A constant throughout the day was the steaming heat and humidity, excessive even by East Coast standards. So going for a run was out of the question. After much humming and hawing I decided to go for a swim in the hotel pool. You might think this was no big deal, but I should explain that I've never really overcome my phobia for swimming. It's just been one of the areas I haven't confronted because I haven't had to. When I was in high-school, in my first year at Harton Comprehensive, I did everything I could to get out of swimming class. I hated my body and hated even more to let others see it. Often I did get out of class, along with the school weirdo, Garvick (a severerly emotionally disturbed kid). But sometimes I was forced into it and I'd slink in, wrapping my long arms around my meagre chest.
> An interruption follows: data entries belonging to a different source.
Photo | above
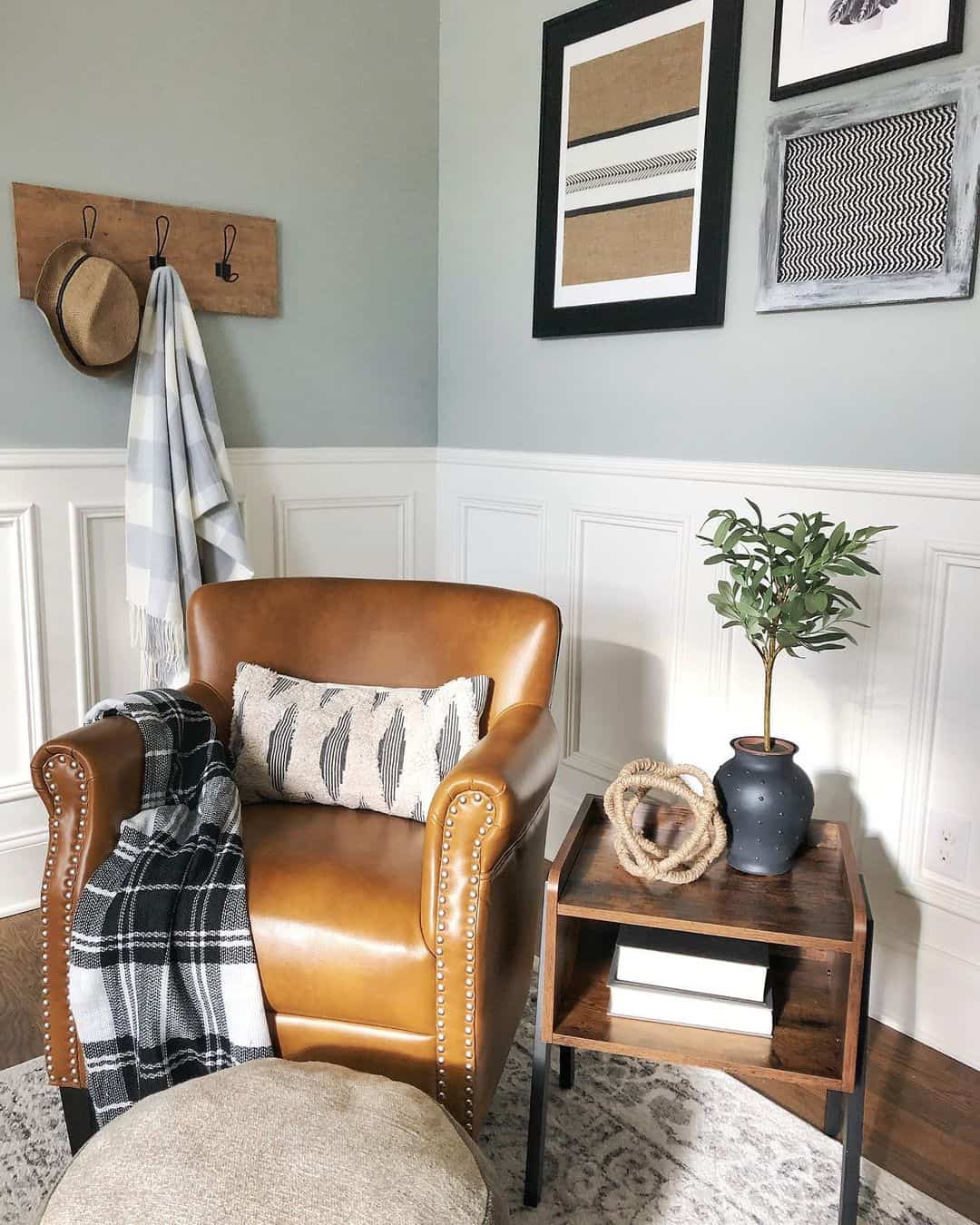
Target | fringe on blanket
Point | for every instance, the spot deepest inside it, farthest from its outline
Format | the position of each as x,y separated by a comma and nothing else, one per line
162,646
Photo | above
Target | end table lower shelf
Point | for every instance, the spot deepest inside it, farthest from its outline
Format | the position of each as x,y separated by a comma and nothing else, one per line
816,921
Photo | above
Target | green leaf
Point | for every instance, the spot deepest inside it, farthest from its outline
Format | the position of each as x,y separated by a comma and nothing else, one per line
837,535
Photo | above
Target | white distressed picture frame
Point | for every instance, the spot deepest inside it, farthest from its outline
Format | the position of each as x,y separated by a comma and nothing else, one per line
956,277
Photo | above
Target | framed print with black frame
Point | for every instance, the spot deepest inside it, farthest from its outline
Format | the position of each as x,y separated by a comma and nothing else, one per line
818,43
634,165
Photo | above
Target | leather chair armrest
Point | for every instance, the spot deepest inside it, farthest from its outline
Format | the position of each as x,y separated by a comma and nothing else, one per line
90,780
511,770
483,868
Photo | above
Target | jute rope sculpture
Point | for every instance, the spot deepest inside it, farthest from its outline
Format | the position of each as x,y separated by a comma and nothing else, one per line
642,857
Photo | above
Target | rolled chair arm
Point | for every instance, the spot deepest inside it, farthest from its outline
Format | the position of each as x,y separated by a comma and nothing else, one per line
483,868
90,780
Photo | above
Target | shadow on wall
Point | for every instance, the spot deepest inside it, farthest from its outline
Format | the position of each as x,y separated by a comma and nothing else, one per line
837,800
622,699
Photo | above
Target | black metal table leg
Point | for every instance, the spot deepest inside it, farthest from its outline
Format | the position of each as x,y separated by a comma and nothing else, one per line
566,1067
80,1117
854,1106
539,1081
833,1112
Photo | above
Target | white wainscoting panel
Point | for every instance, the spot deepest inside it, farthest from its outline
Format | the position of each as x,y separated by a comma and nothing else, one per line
64,627
501,544
623,642
942,825
346,536
887,730
105,661
24,710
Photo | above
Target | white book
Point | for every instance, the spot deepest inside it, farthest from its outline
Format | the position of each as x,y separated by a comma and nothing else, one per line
686,961
689,1007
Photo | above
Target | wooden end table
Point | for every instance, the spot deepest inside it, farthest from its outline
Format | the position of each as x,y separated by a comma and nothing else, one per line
815,919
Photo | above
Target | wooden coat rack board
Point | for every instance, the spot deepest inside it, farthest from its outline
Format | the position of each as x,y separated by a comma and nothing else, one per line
126,233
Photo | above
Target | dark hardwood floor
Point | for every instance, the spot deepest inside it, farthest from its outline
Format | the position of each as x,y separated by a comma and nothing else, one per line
20,989
921,1121
921,1117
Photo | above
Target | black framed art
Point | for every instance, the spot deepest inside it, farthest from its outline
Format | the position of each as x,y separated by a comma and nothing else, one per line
818,43
634,165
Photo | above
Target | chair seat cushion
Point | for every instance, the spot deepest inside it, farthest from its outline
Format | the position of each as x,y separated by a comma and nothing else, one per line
277,1142
335,900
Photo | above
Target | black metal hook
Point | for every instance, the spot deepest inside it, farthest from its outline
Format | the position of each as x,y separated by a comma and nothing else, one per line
158,261
223,267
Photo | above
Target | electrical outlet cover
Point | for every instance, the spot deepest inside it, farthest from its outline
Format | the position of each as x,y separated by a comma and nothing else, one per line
947,850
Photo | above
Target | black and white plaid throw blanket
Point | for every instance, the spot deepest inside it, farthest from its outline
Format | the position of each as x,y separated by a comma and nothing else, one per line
163,980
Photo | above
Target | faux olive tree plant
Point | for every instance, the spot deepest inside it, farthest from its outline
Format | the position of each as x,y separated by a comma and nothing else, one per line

The phobia was intensified because earlier - much earlier - in the happy period before I became aware of how skinny I was - I'd been splashing around with my cousins in the big swimming pool in Whitley Bay when I'd somehow gotten into trouble and almost drowned. I remember flailing around, the water flooding over my face, trying to shout. My cousin thought I was just playing around. Fortunately the life guard spotted me and fished me out
I guess I've long since lost my actual fear of swimming, and I can do a reasonable breast-stroke if I need to. But my heart has never been in it, and I've avoided swimming situations whenever possible. Which is what made today's swim so pleasurable, since I swam laps for twenty-five minutes - not bad for someone who basically hasn't swam at all in about eight years. I would have kept at it longer if it hadn't been for the old biddy who kept wandering obliviously from side to side, blocking my path. Emerging from the water, I felt fit and strong - a nice feeling.
By the time I'd checked out of the Great Western - I mean Best Western (wasn't the Great Western an enormous steamship?) and had had an extra shocking hundred bucks forked out of me for what I thought had been local phone calls to keep in touch with you lot (grin), and had had a second breakfast of chicken-caeser salad (another daily staple of mine), it was eleven-thirty.
Two states later, I was in New Haven, Connecticut. I spent a very hot afternoon exploring the deserted Yale campus and practising the photo composition techniques I'm trying to teach myself.
I spent the late afternoon leisurely driving along the coastal routes of Southern Connecticut. Some of the villages, like Guilford and Madison, are breathtakingly quaint.
In Clinton, I found a cheap, clean motel - run by Indians of course (for some strange reason something like 40% of motels in the States are run by a single caste of Indian ex-patriates, according to the New York Times). After some initial confusion where the elderly owner charged me 56 cents for my stay, it was all sorted out, and I settled into my plywood splendor.
As the sun departed reluctantly from the scene, I walked a long, quiet road, lined with clapboard New England homes flying flags, to the beach. It was peaceful and it was a time to be quiet - something I never make time for in San Francisco.